Eu perguntei a ela, “por quê, mãe? ” E com seriedade respondeu: “porque a bandeira do Brasil também é nossa, das mulheres negras”.

No dia 19 de maio de 2019, a promessa foi cumprida.

Coberta com a bandeira brasileira, Zulmira peitou os indivíduos e grupos que se posicionam abertamente contra os direitos das populações negra, LGBT…, mulheres feministas, MST, ou seja, das pessoas que estão em último lugar e permanecem, não por vontade própria, mas pela (o)pressão de grupos que propagam sua intolerância dizendo-se donos das cores verde e amarela. Zulmira recusou “a ordem e o progresso” e se colocou no centro, com os seus valores civilizatórios – o nome; a fé e a consciência negra em ação. Em seu último momento material na terra tomou para si e sobre si, a bandeira do Brasil.

Foi um ato político de reconhecimento pessoal, coletivo e ancestral da ação das mulheres negras ranqueadas na base da pirâmide social e econômica do país; mas também as primeiras quando se trata das desigualdades salariais, acrescidas pelos índices da violência doméstica. Globalmente, as mulheres negras ampliaram suas redes de ação, em prol do bem viver e para isso puxam outras mulheres para o alto.

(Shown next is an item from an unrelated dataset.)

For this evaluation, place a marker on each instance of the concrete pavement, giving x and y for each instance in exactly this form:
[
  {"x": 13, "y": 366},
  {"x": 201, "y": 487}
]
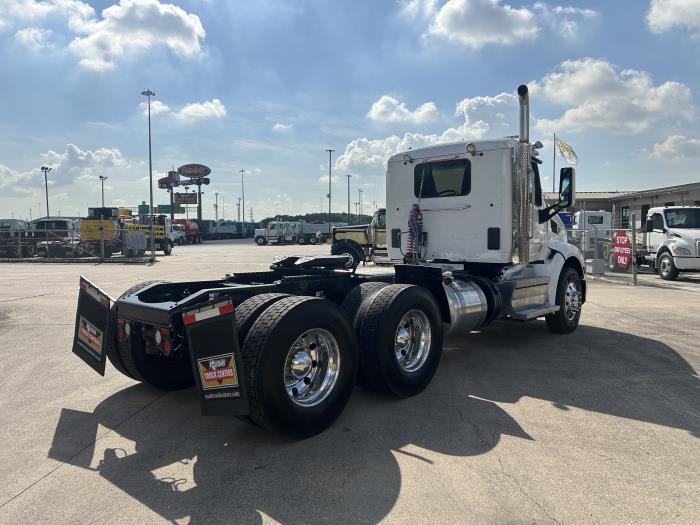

Dentre os ensinamentos que recebemos na infância (falo aqui por meu irmão também) havia um mantra dito antes de irmos para a escola, uma prática orgânica de advocacy:- “Vão chamar vocês de negrinhos, levantem a cabeça e digam, sim, somos negros com muita honra”. Mas Dona Zul nos alertava: “se chamarem vocês de negrinhos sujos ou de macacos, reajam!”.